Apart from taking the world by storm, COVID-19 has managed to turn us into paranoid, anxious, and insecure individuals. Believe it or not, each one of us has begun to exhibit symptoms of debilitating mental health if not cold, cough, fever, and difficulty in breathing. We are worried and scared all the time. Be it the flooding WhatsApp images and videos or the alarming ‘corona bulletins’ on TV channels, each is only making our home stays more and more unbearable. People are becoming merely numbers – so many lakhs infected, so many thousands dead, and so many hundred recovered. For the first time in our lives, so many of us do not want to know the news anymore. The whole world is in shock and trauma. The other day while withdrawing money from an ATM, I happened to cough a bit. The person standing in the queue recoiled and quickly went as far as possible from me. I felt so embarrassed as though I had passed the virus on to him.
The way things are progressing, it is highly likely that the lockdown would be extended well beyond 21 days. Hoping that the day we resume our normal lives comes soon, I wonder – how will the post-COVID world look like?
Women will breathe
The already disproportionate burden of unpaid care work that women perform in the household has increased more than ever since the world came to a halt. With children no longer going to school, husbands working from home, and domestic helpers no longer allowed to enter the premises, women’s work has mounted out of proportion. Things are worse for working women who have to work from home as well as work at home with little or no contribution to housework coming from other members.

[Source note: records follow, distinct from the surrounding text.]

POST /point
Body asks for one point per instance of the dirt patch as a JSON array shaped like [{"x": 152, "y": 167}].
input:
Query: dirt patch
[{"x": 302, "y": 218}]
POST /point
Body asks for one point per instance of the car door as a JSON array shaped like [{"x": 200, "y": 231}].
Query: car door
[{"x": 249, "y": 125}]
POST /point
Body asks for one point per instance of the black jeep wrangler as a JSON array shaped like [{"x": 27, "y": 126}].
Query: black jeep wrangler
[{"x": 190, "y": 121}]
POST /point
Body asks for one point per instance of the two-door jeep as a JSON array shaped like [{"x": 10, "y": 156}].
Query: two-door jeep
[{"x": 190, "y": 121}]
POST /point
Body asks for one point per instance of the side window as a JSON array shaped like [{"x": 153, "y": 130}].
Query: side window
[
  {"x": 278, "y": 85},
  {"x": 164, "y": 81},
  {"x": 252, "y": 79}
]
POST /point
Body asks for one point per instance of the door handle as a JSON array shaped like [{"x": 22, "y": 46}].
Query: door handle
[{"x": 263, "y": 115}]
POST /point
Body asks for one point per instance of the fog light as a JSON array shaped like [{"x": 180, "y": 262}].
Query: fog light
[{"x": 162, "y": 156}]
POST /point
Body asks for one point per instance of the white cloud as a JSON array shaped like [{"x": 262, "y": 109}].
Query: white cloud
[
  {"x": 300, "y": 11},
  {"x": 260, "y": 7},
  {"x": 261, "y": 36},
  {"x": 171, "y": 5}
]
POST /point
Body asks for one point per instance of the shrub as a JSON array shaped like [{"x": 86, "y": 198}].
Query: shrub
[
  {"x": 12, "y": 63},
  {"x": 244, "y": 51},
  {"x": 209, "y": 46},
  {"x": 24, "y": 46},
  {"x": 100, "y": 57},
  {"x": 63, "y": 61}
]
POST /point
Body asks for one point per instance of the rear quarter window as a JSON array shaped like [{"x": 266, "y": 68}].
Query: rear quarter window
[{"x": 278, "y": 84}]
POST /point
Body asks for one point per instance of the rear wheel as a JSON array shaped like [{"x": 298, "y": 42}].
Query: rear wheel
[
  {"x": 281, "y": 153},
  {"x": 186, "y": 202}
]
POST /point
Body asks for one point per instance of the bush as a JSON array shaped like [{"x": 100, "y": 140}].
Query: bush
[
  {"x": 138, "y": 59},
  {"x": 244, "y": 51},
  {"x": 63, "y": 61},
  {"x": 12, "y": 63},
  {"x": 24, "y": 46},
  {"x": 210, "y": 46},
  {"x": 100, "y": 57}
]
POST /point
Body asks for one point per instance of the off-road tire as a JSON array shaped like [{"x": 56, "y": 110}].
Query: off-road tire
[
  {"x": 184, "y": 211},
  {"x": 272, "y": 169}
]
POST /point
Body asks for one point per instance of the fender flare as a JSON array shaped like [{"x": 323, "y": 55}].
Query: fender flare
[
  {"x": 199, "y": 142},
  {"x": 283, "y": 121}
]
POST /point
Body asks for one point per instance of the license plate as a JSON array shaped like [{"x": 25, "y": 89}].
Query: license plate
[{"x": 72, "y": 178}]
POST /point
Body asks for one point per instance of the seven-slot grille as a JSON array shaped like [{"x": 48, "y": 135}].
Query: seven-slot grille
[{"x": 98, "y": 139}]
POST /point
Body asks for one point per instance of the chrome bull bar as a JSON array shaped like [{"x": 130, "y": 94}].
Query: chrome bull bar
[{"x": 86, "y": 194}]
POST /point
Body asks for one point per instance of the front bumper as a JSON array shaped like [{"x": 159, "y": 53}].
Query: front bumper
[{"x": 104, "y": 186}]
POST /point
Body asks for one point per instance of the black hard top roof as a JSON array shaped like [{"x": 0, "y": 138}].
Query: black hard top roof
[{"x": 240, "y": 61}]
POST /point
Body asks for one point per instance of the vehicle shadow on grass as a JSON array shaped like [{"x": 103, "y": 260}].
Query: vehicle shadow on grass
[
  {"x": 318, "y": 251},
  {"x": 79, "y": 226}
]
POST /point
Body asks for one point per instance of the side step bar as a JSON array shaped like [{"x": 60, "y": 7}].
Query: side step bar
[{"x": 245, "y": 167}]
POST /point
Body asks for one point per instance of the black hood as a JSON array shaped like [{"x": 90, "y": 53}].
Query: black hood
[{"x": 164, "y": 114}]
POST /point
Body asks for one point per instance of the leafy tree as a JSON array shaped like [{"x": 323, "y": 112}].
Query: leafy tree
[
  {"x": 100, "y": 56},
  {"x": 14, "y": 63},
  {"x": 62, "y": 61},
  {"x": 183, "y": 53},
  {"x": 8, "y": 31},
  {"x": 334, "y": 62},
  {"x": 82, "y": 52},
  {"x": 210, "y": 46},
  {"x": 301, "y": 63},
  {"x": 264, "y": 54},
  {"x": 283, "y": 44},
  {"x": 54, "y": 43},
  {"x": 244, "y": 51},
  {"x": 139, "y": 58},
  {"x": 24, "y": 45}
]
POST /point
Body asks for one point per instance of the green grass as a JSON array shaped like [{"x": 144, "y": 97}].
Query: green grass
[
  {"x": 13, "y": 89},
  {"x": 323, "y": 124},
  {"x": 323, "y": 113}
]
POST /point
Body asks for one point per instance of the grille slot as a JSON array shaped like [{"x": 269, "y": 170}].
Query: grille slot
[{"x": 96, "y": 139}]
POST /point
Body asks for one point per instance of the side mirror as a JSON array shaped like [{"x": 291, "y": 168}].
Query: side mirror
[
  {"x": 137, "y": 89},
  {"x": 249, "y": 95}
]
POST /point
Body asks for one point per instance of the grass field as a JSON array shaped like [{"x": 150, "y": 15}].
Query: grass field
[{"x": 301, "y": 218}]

Once the lockdown is lifted, women will be able to heave a long sigh of relief. They will be able to catch a short afternoon nap once their children are gone to school and husbands are gone to work. They will reclaim their lost freedoms of being able to talk on the phone. They will be able to meet their friends once they go to the market to buy vegetables. They will resume their yoga or Zumba classes in the park and go out on the streets once again. Interestingly, men all over the world are now getting a taste of their own medicine. They are being asked to stay locked indoors at home ‘for their own safety’, something women have been hearing ever since the public and private spheres came to be separated.
Keep safe distance
What will happen when we meet our near and dear ones after ages? Once we see them again, will we be able to hug a close friend without hesitating for a brief instance? Will ‘no handshake, namaste only’ become the new norm? What about public transport in our busy metropolitan cities? When the erstwhile overcrowded local trains of Mumbai are back on tracks, will the commuters continue to observe social distancing and not hang out of the jam-packed compartment? What about buses? If someone happens to sneeze or cough on a flight, would that passenger be deplaned in view of ‘public safety’?
Stigma and exclusion
Will we be able to meet and greet each other as we did, without thinking twice? Will the survivors who recovered and the medical staff who treat COVID-19 patients be accepted by their local communities? Would they face ostracism and stigma, or would they be welcomed by banging pots and clanging dishes? Would it be possible to make a new beginning, leaving the past behind?
When universities resume, would those coming from COVID-19 hotspots be subjected to stern looks and questions and viewed as carriers of the virus? Would we be too scared to share food, plates and spoons – would we no longer engage in everyday acts of eating together? Would we rush to the doctor as soon as we run a temperature? Would we immediately distance ourselves if someone coughs or sneezes, making all our social interactions very awkward?
More importantly – will we ever take out our masks, given that most of us are wearing more than one?